SIDIGAS AVELLINO: Voto 5 A cura di Alessandro Saraceno
Avellino è una delle grandi delusioni del campionato viste le aspettative di inizio stagione. I più grandi siti di basket avevano pronosticato la squadra di Vitucci a questi Playoff e si pensava che sarebbe potuta essere anche una possibile outsider. Eppure la Scandone non ha saputo mantenere le aspettative: i Lupi si sono classificati dodicesimi, vincendo solo 12 delle 30 partite totali, un’inezia per un roster di quel tipo. Il più deluso di tutti è Vitucci che commenta così la prematura fine del campionato: “Tutti ci aspettavamo che questa stagione sarebbe finita più avanti, ma che invece, è finita in maniera troppo rapida per quelle che erano le nostre aspettative. […] Ci aspettavamo tutti qualcosa in più da una squadra che ha fatto fatica durante l’anno a trovare quel guizzo che riuscisse a dare una continuità di rendimento”. Avellino avrebbe dovuto fare meglio, anche a seguito dei capitali spesi dalla società per comprare giocatori di tutto rispetto e gran parte della colpa deve essere attribuita a Vitucci.

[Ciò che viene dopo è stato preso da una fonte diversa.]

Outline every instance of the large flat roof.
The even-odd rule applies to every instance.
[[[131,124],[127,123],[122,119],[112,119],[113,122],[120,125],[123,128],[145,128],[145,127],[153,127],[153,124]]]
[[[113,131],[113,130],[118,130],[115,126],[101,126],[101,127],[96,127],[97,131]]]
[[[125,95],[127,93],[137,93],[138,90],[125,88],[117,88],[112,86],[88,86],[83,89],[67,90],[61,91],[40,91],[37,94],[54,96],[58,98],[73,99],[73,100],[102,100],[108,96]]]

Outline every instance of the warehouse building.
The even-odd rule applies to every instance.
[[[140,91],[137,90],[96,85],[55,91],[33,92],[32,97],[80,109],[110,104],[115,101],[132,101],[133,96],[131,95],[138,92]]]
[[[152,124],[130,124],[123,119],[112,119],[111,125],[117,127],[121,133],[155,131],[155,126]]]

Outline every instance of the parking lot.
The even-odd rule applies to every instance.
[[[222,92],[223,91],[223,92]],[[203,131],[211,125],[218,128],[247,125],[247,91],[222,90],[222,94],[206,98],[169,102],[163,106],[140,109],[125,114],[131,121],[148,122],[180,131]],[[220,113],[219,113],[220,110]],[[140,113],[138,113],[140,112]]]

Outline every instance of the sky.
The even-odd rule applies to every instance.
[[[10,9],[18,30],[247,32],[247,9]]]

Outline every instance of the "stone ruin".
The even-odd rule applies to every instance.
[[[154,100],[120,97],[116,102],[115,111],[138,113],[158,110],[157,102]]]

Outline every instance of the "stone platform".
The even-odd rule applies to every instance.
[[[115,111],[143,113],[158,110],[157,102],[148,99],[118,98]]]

VIRTUS BOLOGNA: Voto 5 A cura di Roberto Caporilli
La Virtus Bologna di quest’anno ha dato è la classica squadra che dà l’idea di avere grandi potenzialità ma di non riuscire ad esprimerle totalmente. Questo fattore si coniuga poi molto bene con l’altalena di risultati raccolti: dopo un inizio molto promettente con 5 vittorie nelle prime 6 squadre, nelle successive 17 partite sono arrivati solo 3 successi. In questo periodo ci sono stati gli arrivi di Warren e Ebi ma anche il cambio di allenatore (da Bechi a Valli) che non aveva sortito esiti fino al famoso episodio dell’allenamento ripetuto alle 21,00 a causa dello scarso impegno e in seguito al quale la squadra ha infilato 3 vittorie in fila, prima di cedere nuovamente incassando 4 sconfitte nelle ultime gare. Quando si punta su un gruppo di giovani può accadere che alcuni rendano al di sotto delle aspettative, come accaduto con Motum e Gaddefors e se poi alcuni dei più vecchi non riescono a dare un apporto costante, come accaduto nei casi dei centri King e Jordan, è difficile venirne fuori nonostante le ottime stagione di Walsh (tra i migliori “sesto uomo” del campionato) e Hardy. Sul piano tenico l’impressione è che non si sia riuscito a trovare il giusto equilibrio di gioco, visto che la squadra sembrava essere troppo sbilanciata sugli esterni, i quali catalizzavano la maggior parte dei palloni, anche a causa della scarsa attitudine offensiva dei lunghi, fatta eccezione per Walsh che comunque giocava spesso lontano dal ferro. Sul piano psicologico invece è chiaro che quando si indossa questa maglia la pressione è tanta e probabilmente qualcuno degli interpreti non è riuscito a calarsi nella realtà virtussina. Peccato, il potenziale c’era e gli elementi da cui ripartire non mancano, a partire da Walsh e Hardy, ma anche i giovani di casa Imbrò e Fontecchio e, perché no, i due innesti in corsa.